Abd al-Hafidh Wentzel was born in Kassel, Germany, and grew up in the city of Duesseldorf. After finishing high school he worked with the Office for Youth Work of the Protestant Church until the end of 1977. His work with a German publishing house enabled him to travel across the world, including trips to Greece, Turkey, Persia, Afghanistan, Pakistan, India and Nepal, in the course of which he embraced Islam in 1980. The following years were mainly devoted to the deepening his knowledge about the faith. Over the course of the years, Mr. Wentzel has worked in television, as the central figure in the BBC documentary series Guests of God, as well as ARTE-TV's production Auf dem Weg ins Paradies (On the way to Paradise), both about the Hajj pilgrimage. Besides writing articles, editing, and running a small publishing house called WARDA Publications, based in Hellenthal, Germany, he has also traded in natural oils and traditional clothing. He speaks German, English, Arabic and Turkish, has worked as a pilgrim guide, and helped found, lead and administrate an Islamic institution in Germany. Currently he resides in Damascus where his main activities are in the field of writing, translation, editing and publishing Islamic classic and contemporary texts.
Muhammad Isa Waley is Curator of Persian and Turkish Collections at the British Library, London.
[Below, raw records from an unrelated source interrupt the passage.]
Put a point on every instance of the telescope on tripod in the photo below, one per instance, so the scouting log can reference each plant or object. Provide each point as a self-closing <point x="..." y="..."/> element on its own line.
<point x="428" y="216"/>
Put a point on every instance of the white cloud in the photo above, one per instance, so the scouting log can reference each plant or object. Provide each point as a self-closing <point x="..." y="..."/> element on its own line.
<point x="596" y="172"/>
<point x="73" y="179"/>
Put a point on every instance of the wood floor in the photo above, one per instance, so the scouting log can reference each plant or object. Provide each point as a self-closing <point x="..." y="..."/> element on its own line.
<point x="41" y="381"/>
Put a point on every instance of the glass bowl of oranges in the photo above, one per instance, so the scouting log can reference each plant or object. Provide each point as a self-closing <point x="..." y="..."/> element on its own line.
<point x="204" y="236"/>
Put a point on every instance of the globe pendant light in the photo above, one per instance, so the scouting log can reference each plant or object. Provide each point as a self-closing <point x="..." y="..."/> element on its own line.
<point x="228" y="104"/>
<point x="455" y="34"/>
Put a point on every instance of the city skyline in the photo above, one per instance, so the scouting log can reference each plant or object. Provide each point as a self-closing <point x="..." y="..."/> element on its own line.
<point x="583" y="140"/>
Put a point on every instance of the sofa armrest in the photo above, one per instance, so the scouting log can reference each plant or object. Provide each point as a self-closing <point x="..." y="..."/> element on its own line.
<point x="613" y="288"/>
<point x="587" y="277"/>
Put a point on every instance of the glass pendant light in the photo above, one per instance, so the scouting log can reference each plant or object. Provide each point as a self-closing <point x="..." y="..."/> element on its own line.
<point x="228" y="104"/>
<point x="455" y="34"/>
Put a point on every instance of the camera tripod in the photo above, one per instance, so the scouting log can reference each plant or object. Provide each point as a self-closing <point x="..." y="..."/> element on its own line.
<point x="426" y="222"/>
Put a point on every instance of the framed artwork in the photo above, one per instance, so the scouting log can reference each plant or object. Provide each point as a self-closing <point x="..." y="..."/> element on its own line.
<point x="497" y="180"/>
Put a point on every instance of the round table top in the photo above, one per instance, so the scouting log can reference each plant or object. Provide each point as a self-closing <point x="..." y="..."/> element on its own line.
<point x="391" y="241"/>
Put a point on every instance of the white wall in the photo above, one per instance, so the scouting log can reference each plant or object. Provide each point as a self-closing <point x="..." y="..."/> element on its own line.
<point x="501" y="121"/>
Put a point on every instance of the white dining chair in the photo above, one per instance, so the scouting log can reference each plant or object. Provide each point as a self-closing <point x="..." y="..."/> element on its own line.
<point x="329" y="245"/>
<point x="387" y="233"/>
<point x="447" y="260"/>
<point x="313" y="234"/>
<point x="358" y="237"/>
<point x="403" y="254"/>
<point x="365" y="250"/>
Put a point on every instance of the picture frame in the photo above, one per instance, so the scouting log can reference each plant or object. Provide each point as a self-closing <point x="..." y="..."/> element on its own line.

Born in 1948, he embraced Islam in London in 1974. He holds an M.A. in Oriental Studies from the University of Cambridge and a Ph.D. in Persian Literature from the University of London. He is at present head of the Research and Publishing Subcommittee of The Islamic Manuscripts Association. His main research interests are the bibliographic, palaeographic and codicological aspects of Islamic manuscripts, and the classical verse and prose literature of Islamic spirituality in Persian, Arabic and Turkish. He has extensive experience in the field of editing, having worked in this capacity for Dar al-Taqwa, Mountain of Light, Al-Furqan Foundation, Turath Publishing, and a number of eminent Muslim scholars.